Furthermore, certain genetic diagnoses linked with CAS have been extensively studied, revealing associations with other health or neurodevelopmental conditions. These insights inform families and healthcare providers about varying symptom severity and long-term communication outcomes, enabling tailored support strategies based on this knowledge.

As compared to other speech disorders, CAS is more severe and requires a more intense form of treatment.
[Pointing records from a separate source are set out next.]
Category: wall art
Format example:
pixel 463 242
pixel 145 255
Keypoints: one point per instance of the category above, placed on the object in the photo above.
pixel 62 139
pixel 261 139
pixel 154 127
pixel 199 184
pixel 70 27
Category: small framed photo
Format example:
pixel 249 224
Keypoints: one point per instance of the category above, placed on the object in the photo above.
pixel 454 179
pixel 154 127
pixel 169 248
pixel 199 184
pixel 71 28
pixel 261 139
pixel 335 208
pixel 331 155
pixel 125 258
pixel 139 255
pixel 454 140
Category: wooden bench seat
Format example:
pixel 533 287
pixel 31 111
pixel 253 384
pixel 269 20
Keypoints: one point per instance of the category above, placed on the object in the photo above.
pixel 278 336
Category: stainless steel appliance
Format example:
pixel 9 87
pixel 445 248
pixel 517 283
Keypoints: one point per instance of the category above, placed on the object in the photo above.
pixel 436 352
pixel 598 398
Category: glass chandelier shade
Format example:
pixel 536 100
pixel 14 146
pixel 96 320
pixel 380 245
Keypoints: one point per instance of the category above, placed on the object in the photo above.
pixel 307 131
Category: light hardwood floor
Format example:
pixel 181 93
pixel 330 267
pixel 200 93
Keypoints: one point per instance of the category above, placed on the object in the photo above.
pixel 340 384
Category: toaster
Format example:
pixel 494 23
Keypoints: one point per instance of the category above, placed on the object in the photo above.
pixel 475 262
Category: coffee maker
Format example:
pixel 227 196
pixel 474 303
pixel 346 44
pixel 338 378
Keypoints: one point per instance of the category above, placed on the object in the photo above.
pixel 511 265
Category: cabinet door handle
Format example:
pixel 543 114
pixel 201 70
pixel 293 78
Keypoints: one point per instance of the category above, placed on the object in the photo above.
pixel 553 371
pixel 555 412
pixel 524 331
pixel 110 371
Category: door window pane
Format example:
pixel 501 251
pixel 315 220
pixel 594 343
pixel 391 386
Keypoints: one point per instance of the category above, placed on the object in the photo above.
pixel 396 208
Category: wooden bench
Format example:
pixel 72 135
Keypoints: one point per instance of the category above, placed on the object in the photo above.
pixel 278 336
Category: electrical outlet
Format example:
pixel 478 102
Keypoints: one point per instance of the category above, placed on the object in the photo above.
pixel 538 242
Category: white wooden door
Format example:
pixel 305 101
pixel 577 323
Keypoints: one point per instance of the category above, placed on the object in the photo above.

Seeking therapy from a speech-language pathologist to improve understanding as well as communication abilities is the first major step. Treatment time may vary from child to child depending on onset of speech as well as severity.

Treatment May Include:

  • Enrolling in speech-language therapy to address words, syllables, phrases at a pace unique to a particular child
  • The speech-language therapist may also collaborate with other professionals such as an occupational therapist, a behavioural therapist depending on the child’s symptoms

Offering support as well as guidance to your child is the best way to move forward. Speech-Language therapy is a must. The child will be participating in one-on sessions with SLP. The regularity of sessions will differ but once or twice a week is needed. It is important for the child to complete homework assignments and practice at home regularly. Following  up with your child’s SLP to keep track of how much your child is improving and offering encouragement along their journey helps.A child who has a positive response to working with a therapist on increasing his/her speech intelligibility has a better prognosis than the child who is resistant or ambivalent towards his/her therapy.

Additionally, children with apraxia do not have the opportunity to interact with peers and adults in a typical way, and so are at greater risk for developing/exhibiting social, behavioural, language, etc. delays and disorders as a ramification of the disorder. Therefore seeking other forms of counselling: occupational therapy, behavioural therapy etc may be required.